ABSTRACT

This chapter examines housing crises within Greater Cairo’s metropolitan gated communities. The impact of the Greater Cairo Master Plan and the New Towns Policy on the housing crisis is investigated, focusing especially on New Cairo City, to the east of downtown Cairo. The chapter uses empirical research to attempt to examine the complex reasons for the failure of various policies (for instance, the GCR Master Plan, the New Settlements Schemes, and policies for New Towns) in meeting the housing needs of middle- and low-income people. Such policies have resulted in the emergence of nearly empty new towns, and the increasing fortification of the affluent nouveaux riche within exclusive desert condominiums and gated communities, a phenomenon that has aggravated social injustice and housing inequality.

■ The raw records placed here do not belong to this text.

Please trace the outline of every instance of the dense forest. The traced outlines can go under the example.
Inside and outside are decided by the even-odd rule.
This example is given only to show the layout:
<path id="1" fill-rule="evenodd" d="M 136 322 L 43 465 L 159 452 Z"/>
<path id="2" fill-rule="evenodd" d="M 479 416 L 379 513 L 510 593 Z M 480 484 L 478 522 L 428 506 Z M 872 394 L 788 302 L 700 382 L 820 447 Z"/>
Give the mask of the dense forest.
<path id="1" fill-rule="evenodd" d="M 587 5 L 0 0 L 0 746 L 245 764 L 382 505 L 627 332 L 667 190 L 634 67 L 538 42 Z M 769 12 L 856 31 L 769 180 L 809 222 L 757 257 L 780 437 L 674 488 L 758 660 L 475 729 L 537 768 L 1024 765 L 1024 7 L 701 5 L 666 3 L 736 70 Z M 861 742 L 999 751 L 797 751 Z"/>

These communities’ global architectural styles and marketing strategies are linked to neo-liberal economic policies and private entrepreneurial urban governance related to individualized rights of seclusion, privacy and consumption. Influenced by expatriates in the Gulf monarchies, these desert enclaves are located in Greater Cairo’s western desert (6th October City: Dream Land, Gardenia and Beverly Hills) and in the eastern suburbs (New Cairo City: Katameya Heights, Golf City, Al Rehab City, Mirage City and Arabella). Surrounded by golf courses, recreational and commercial facilities, these luxurious residential districts tend to be ex-territorial, with their construction, maintenance and economies being largely controlled by international property development firms, locally underlining the ever-sharper social disparity between rich and poor. The relationship between spatial transformation and territorial governance within New Cairo City is expressed through the predominance of private firms managing enclosed and demarcated communities, and through the reconstruction of urban space and re-definition of public-private boundaries. The study examines the on-going contest between the local population and real estate and property speculators within Greater Cairo’s urban policy, whilst calling for a stakeholder approach to tackle the problems of housing access and vacant dwellings. This would involve public-private partnership and grass roots co-operation between tenants, resettled people, NGOs and local authorities, whilst emphasizing the significance of creating inclusive urban spaces in the context of housing and infrastructure-led regeneration.